There’s a horrible logic to it. With stay-at-home orders in place across the country the number of minors who find themselves trapped at home with their abusers is up. The situation has resulted in a substantial increase in the number of calls from people under 18 to the National Sexual Assault Hotline:
By the end of March, with much of the country under lockdown, there was a 22% increase in monthly calls from people younger than 18, and half of all incoming contacts were from minors. That’s a first in RAINN’s history, Camille Cooper, the organization’s vice president of public policy, tells NPR.
Of those young people who contacted the hotline in March, 67% identified their perpetrator as a family member and 79% said they were currently living with that perpetrator. In 1 out of 5 cases where the minor was living with their abuser, RAINN assisted the minor in immediately contacting police.
“As a result of looking at the information that we had from those sessions, it was clear that the abuse was escalating in both frequency and severity,” Cooper says. “So a lot of the kids that were coming to the hotline were feeling pretty vulnerable and traumatized. And it was a direct result of COVID-19, because they were quarantined with their abuser. The abuser was now abusing them on a daily basis.”
The figures in the report all come from March. Since the first shutdowns in the country didn’t happen until after the middle of March, all of this increase must have happened in a relatively short period of time, maybe the last ten days of the month. It makes me wonder what the numbers will look like in April. The abuse reporting system is still operating during the crisis, meaning that if someone calls the police for help they can still be removed from a home by social services despite the lockdown.
This isn’t the only type of abuse that is reportedly surging during the pandemic. The BBC reported last week that calls to a revenge porn hotline in the UK also started surging in March. The connection in this case is less obvious, but the story suggests that the combination of more stress and more free time has led to more bad behavior:
Traffic to the helpline’s website nearly doubled in the week beginning Monday 23 March and more cases were opened in the following four weeks than in any previous four-week period…
When the messages lit up her phone Ava, 21, immediately started to panic.
One read, “Can’t even get the same satisfaction from leaking your nudes now you’re an actual hoe [whore].”
Surely he was bluffing, she remembers thinking.
“I don’t care what happens to me as long as I ruin your life,” another message read.
It quickly became clear that her ex was enraged by the fact that she was isolating with her new boyfriend…
The rate of domestic violence cases has been dropping across the country. The Marshall Project looked closely at reports in three U.S. cities and found that the rate has dropped but not as much as the drop in other types of crime. In fact, the number of 911 calls are up even though the number of cases is down.
When The Marshall Project examined three American cities, we were able to drill deeper into the data and sketch a fuller picture.
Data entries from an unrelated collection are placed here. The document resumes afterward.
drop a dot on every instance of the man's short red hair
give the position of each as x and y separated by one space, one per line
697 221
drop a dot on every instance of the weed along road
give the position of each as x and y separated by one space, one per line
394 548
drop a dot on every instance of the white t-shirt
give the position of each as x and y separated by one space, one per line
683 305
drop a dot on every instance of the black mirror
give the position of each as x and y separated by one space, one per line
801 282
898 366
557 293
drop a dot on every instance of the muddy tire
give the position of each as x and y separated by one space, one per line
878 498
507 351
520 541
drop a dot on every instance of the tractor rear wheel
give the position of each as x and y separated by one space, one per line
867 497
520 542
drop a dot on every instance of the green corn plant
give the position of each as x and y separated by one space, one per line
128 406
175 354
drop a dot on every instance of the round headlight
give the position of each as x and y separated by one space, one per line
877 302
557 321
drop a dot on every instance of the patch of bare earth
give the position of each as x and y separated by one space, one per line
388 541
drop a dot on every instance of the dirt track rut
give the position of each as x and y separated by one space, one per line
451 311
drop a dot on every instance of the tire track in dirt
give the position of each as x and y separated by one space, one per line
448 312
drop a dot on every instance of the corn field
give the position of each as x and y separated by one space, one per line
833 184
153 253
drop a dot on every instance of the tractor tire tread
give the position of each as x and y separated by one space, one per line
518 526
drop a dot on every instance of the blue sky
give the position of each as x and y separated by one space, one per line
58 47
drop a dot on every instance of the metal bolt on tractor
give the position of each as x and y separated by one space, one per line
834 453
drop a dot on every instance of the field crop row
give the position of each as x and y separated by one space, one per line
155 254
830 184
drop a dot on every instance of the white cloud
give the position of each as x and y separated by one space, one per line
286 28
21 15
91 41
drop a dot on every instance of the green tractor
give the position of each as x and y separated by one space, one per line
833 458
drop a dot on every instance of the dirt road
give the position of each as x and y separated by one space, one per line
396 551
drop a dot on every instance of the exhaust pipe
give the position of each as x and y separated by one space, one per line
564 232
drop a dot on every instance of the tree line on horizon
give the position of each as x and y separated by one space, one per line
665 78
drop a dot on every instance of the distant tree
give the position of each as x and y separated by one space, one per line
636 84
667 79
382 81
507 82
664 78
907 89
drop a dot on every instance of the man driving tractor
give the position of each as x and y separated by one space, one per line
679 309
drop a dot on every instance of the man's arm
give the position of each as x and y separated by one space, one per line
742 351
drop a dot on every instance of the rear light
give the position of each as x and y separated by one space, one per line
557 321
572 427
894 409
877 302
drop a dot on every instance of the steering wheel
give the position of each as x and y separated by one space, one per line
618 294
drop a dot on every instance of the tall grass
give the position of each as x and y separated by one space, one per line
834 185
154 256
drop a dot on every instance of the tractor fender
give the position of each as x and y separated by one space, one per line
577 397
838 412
Based on police reports in these cities—Chicago, Austin, and Chandler, Arizona—domestic violence appears to be dropping, as have reports of all crimes. (A similar trend has been observed in New York City.) But domestic violence numbers are falling less than crime overall, and in some cases the kinds of abuse reported is more violent. That may be because it’s harder for victims to get help during the pandemic…
Survivors always have a cost-benefit analysis in their minds, police and victim advocates say. Sometimes tolerating abuse is safer when the alternative is moving into a shelter where victims and their children may be exposed to the coronavirus, or when the abuser is the primary breadwinner as tens of millions lose their jobs. When victims do call police, a single report can belie many violent incidents that went unreported amid a pattern of abuse, says Margaret Bassett, training director at the Institute on Domestic Violence and Sexual Assault at the University of Texas at Austin…
One way to peek at the gap of underreporting is by comparing 911 calls with police incident reports. Since the outbreak of COVID-19 in early March, the Chicago Police Department has been seeing more and more domestic violence-related service calls—as many as 13-percent more than last year at this time—even as domestic violence police reports decline, according to Aileen Robinson, the police’s domestic violence operation coordinator there (the department does not make 911 data available online). This means fewer victims are following through with filing complaints after they or their neighbors called the police.
So police, at least in Chicago, are getting a higher number of calls for domestic violence but fewer people following through with reports. While it’s hard to know why, it does make a certain sense that in the midst of a crisis the risk of disrupting the relationship and the living situation is greater.
I hope no one reading this is living through a situation like the ones described above, but if you are the National Sexual Assault Hotline is 800.656.HOPE (4673). The National Domestic Violence Hotline is 1-800-799-SAFE (7233).